A parità di numero (3.300) diminuiscono i volontari tra quelli in servizio permanente e quelli in ferma prefissata, tranne che per l’Esercito. In quest’ultimo caso i volontari in forma prefissata aumenteranno di quasi mille unità. L’obiettivo, infatti, è anche quello di cambiare la loro modalità di reclutamento.

I nuovi volontari

L’attuale modello si basa su due programmi Vfp1 (volontari ferma prefissata di un anno) e Vfp4 (di quattro anni), che possono essere allungabili facendo arrivare il volontariato a 11 anni di servizio totali, oppure far integrare il personale tra i volontari in servizio permanente. Vfp1 e Vfp4 lasceranno spazio a due diversi programmi: volontari in ferma prefissata iniziale (tre anni) e volontari in ferma prefissata triennale. Solo la durata di quest’ultima può essere prolungata per il tempo necessario al completamento dell’iter concorsuale per chi ha presentato domanda di reclutamento per il servizio permanente.
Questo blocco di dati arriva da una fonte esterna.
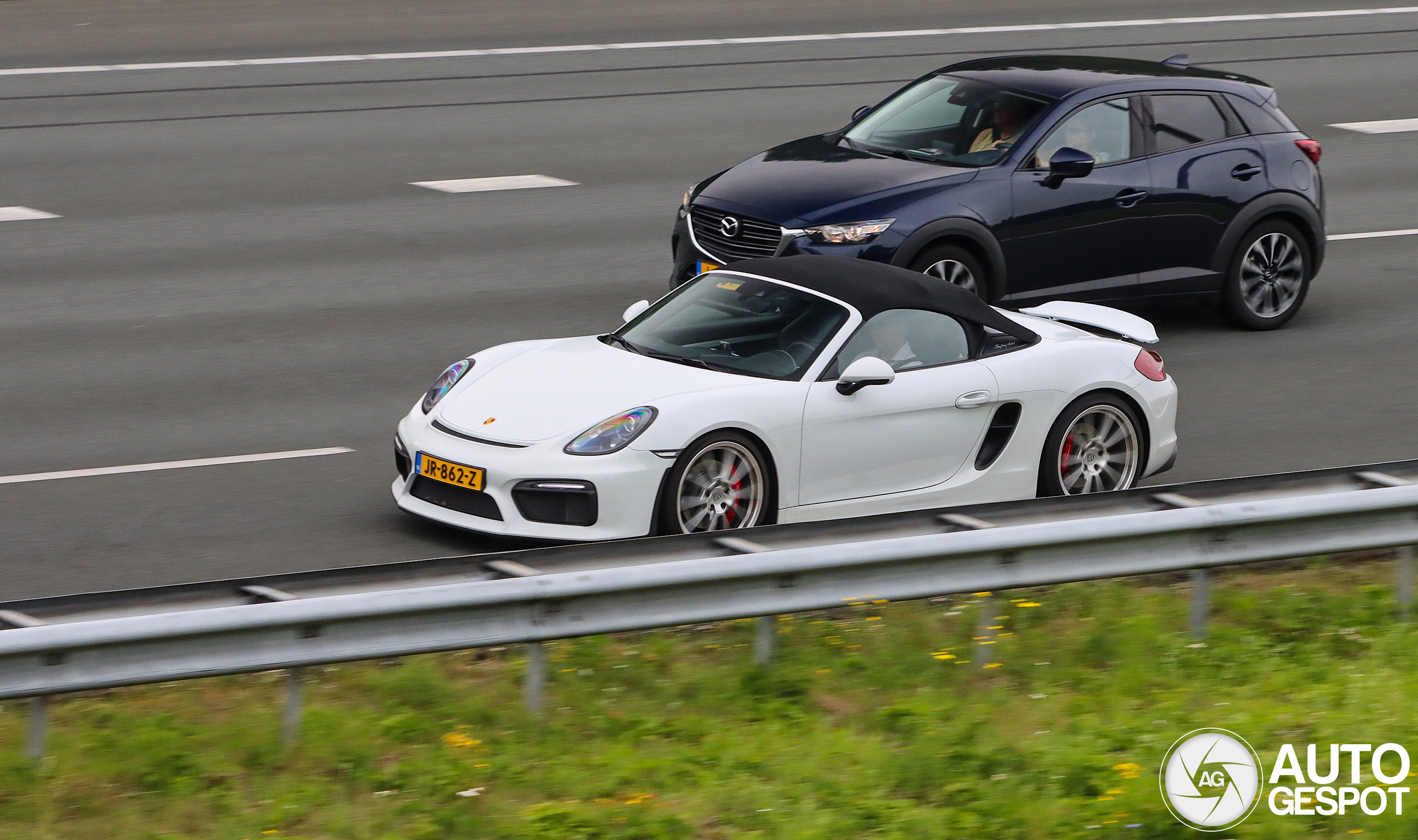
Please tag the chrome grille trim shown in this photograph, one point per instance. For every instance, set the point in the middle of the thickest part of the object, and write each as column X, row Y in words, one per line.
column 756, row 237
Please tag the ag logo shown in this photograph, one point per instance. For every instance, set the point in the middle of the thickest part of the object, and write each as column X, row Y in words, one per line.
column 1211, row 780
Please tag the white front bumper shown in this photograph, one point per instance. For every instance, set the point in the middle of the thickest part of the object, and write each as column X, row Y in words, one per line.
column 627, row 483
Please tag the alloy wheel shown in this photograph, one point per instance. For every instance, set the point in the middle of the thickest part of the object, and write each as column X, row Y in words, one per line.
column 722, row 488
column 1100, row 452
column 1272, row 274
column 956, row 272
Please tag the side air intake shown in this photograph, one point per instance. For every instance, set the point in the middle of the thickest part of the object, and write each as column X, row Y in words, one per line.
column 1001, row 428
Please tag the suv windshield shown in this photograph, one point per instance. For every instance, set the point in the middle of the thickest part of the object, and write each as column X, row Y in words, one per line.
column 945, row 120
column 736, row 323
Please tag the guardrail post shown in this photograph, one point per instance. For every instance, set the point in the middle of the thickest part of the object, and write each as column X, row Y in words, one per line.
column 1404, row 588
column 535, row 678
column 765, row 640
column 983, row 632
column 291, row 717
column 39, row 720
column 1200, row 602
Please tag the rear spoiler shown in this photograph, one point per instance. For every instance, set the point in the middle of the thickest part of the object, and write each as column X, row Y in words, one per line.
column 1091, row 315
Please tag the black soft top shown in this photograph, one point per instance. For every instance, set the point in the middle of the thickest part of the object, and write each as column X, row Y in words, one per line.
column 875, row 287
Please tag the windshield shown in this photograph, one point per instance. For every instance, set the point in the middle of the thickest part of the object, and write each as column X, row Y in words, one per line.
column 736, row 323
column 943, row 120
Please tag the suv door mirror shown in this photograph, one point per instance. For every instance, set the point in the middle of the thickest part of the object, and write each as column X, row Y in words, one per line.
column 867, row 370
column 1068, row 163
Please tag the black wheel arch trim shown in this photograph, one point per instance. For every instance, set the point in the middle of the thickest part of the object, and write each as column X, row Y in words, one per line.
column 958, row 229
column 1285, row 206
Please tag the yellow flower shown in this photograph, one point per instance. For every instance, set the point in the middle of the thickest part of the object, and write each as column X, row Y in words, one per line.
column 460, row 740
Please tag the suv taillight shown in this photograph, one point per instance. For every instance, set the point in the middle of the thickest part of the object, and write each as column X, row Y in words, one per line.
column 1149, row 364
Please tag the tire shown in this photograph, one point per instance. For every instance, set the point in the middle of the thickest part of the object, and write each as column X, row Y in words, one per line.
column 1268, row 277
column 955, row 265
column 722, row 481
column 1081, row 454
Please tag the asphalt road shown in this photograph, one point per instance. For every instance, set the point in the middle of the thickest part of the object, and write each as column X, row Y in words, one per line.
column 242, row 267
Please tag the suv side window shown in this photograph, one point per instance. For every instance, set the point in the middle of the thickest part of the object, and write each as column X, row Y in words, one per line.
column 1102, row 130
column 1184, row 120
column 1258, row 120
column 908, row 339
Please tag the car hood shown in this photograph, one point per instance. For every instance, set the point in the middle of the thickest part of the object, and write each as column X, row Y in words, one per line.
column 809, row 182
column 566, row 387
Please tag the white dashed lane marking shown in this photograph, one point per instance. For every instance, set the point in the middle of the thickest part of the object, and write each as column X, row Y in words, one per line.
column 23, row 213
column 145, row 468
column 1379, row 126
column 1374, row 234
column 1029, row 27
column 498, row 183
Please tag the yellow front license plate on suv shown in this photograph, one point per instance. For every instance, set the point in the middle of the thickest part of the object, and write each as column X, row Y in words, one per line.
column 447, row 471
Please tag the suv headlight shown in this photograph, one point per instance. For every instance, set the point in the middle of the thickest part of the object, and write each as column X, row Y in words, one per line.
column 855, row 231
column 613, row 434
column 446, row 382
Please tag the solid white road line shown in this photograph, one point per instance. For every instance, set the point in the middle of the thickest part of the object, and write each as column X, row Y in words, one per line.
column 1379, row 126
column 143, row 468
column 1030, row 27
column 23, row 213
column 498, row 183
column 1374, row 234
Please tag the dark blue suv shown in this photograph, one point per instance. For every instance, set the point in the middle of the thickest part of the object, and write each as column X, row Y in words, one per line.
column 1044, row 178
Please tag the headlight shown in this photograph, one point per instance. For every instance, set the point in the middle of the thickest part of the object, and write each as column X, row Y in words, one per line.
column 446, row 382
column 857, row 231
column 613, row 434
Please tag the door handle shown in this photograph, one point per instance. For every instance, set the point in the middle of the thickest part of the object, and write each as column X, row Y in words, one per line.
column 973, row 399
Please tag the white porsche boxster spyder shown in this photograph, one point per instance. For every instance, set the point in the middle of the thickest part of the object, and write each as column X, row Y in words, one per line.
column 788, row 390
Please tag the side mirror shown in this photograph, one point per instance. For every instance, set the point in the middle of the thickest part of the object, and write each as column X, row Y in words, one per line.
column 1068, row 163
column 867, row 370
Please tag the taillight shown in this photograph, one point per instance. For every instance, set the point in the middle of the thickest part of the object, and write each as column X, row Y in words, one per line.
column 1149, row 364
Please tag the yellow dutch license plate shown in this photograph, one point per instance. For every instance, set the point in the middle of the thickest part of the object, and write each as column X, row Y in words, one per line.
column 447, row 471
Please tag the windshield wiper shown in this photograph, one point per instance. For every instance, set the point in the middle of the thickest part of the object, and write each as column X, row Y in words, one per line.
column 609, row 338
column 691, row 360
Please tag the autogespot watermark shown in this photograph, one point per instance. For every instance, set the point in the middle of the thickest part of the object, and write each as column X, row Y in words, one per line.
column 1211, row 780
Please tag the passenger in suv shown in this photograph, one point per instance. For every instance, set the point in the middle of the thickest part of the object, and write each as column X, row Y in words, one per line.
column 1044, row 178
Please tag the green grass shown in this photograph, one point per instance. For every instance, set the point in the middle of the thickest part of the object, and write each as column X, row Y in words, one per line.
column 862, row 727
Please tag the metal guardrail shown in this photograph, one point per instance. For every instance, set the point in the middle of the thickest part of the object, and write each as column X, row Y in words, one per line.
column 596, row 556
column 288, row 632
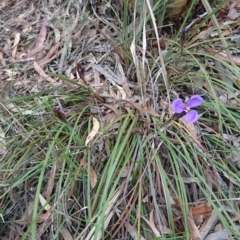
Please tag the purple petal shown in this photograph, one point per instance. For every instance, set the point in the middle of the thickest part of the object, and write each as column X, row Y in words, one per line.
column 194, row 101
column 191, row 116
column 178, row 106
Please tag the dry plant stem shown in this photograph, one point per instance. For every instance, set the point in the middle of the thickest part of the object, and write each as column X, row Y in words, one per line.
column 68, row 38
column 208, row 225
column 125, row 213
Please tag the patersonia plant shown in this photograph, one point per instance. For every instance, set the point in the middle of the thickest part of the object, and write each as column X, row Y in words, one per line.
column 191, row 115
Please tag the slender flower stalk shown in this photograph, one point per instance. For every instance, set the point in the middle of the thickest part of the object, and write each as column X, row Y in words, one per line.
column 191, row 115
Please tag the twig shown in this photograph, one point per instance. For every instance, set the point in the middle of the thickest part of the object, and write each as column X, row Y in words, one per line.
column 66, row 44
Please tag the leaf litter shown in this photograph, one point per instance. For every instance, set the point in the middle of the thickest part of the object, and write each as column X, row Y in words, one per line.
column 43, row 39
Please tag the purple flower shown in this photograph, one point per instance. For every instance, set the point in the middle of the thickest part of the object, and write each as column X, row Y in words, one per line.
column 191, row 115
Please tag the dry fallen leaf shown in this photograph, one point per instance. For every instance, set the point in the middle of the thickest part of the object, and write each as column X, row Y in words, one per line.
column 16, row 41
column 40, row 71
column 93, row 175
column 94, row 131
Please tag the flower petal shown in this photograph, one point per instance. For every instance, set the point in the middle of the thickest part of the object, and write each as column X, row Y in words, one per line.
column 191, row 116
column 178, row 106
column 194, row 101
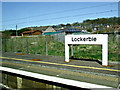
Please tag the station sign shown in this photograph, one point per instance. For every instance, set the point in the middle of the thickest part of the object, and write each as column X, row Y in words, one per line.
column 98, row 39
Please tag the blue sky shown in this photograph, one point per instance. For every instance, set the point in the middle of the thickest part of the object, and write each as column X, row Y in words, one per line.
column 26, row 14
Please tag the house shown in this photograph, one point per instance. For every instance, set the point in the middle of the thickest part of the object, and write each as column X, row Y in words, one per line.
column 32, row 32
column 72, row 30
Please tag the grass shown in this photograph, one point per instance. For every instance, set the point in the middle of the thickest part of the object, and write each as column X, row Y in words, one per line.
column 37, row 45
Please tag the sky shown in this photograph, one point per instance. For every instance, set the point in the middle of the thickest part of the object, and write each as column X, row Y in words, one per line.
column 27, row 14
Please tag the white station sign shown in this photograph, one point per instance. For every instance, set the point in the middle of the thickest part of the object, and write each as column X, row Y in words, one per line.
column 100, row 39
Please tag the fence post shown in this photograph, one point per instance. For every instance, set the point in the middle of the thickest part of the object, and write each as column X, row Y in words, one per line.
column 46, row 48
column 12, row 45
column 27, row 44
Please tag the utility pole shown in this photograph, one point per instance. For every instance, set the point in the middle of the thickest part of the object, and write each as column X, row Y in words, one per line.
column 16, row 31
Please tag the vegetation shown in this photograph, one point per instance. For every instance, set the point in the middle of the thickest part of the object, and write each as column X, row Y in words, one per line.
column 37, row 45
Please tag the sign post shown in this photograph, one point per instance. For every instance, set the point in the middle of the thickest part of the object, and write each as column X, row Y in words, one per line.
column 99, row 39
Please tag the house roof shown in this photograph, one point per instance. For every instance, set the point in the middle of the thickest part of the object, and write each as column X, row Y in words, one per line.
column 73, row 30
column 32, row 31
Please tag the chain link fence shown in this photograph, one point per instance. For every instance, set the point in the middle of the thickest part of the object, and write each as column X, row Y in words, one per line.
column 54, row 45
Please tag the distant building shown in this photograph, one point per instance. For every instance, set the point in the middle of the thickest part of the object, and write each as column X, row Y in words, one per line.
column 49, row 30
column 32, row 32
column 72, row 30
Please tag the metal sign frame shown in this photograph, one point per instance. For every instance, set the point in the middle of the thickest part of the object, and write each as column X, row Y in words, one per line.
column 98, row 39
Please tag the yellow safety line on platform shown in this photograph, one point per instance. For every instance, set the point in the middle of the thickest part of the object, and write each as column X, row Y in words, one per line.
column 63, row 64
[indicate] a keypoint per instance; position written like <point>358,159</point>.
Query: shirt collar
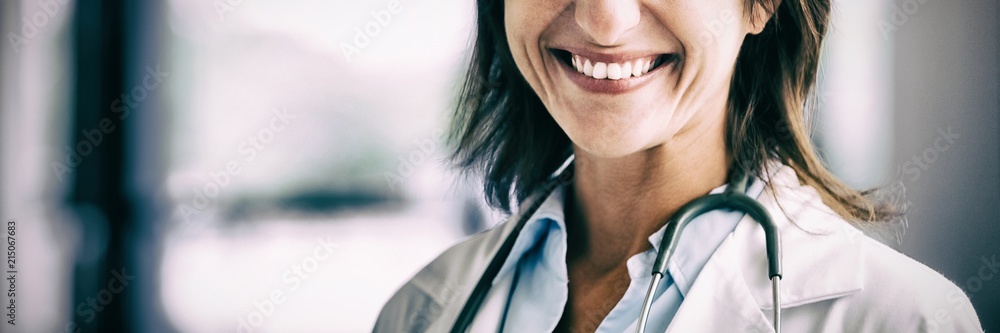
<point>701,238</point>
<point>547,217</point>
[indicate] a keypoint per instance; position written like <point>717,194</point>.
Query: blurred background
<point>278,166</point>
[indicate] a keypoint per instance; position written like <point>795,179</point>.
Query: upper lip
<point>616,57</point>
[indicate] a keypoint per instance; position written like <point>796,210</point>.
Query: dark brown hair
<point>502,131</point>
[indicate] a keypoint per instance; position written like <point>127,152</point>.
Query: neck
<point>617,203</point>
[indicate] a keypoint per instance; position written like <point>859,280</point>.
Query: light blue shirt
<point>538,265</point>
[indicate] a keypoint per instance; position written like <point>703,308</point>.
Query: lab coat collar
<point>815,241</point>
<point>734,283</point>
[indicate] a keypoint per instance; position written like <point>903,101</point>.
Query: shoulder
<point>423,299</point>
<point>902,293</point>
<point>854,279</point>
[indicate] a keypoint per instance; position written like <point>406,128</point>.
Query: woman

Ma i requisiti per accedere ai due programmi sono diversi. Nel primo caso l’età non deve essere superiore ai 24 anni e bisogna essere in possesso sia dell’idoneità fisico-psicoattitudinale sia del diploma di istruzione secondaria di primo grado. Nel secondo caso non bisogna aver superato i 28 anni di età, con deroghe fino ai 29, e oltre ai requisiti sopra menzionati si deve anche superare un corso basico di formazione iniziale.

La delega al governo

Secondo la proposta di legge il governo è «delegato ad adottare» entro i 12 mesi dall’entrata in vigore «uno o più decreti legislativi per la revisione dello strumento militare nazionale» sulla base di alcune linee guida. Questo cosa comporta?

Fermo restando il limite organico di 150mila unità per le Forze armate, il governo può adottare misure per prevedere un contingente aggiuntivo di massimo cinquemila unità ad alta specializzazione (medici, ingegneri, tecnici di laboratorio etc.), può istituire una riserva ausiliaria dello stato non superiore alle diecimila unità, può costituire un contingente aggiuntivo di 450 ufficiali medici in servizio permanente e 675 marescialli, graduati, appuntati e carabinieri.

Con l’invasione russa dell’Ucraina i governi europei ragionano sull’efficacia dei loro eserciti e corrono al riarmo aumentando la spesa militare e adeguandola agli standard della Nato. Il rischio per l’Italia però è anche quello di accelerare il processo di riorganizzazione interna delle Forze armate, semplificando l’attuale modello senza però risolvere i problemi più annosi.

L’Italia, ad esempio, è tra i paesi Nato che in percentuale spende di più per il suo personale militare (circa il 60 per cento delle risorse). Una spesa considerata inefficiente considerando che in questo modo vengono sottratte risorse importanti ad altri settori della Difesa. La proposta di legge è all’esame dell’aula della Camera, poi passerà al Senato. Non è escluso che il dibattito politico di questi giorni potrebbe accelerarne l’esame.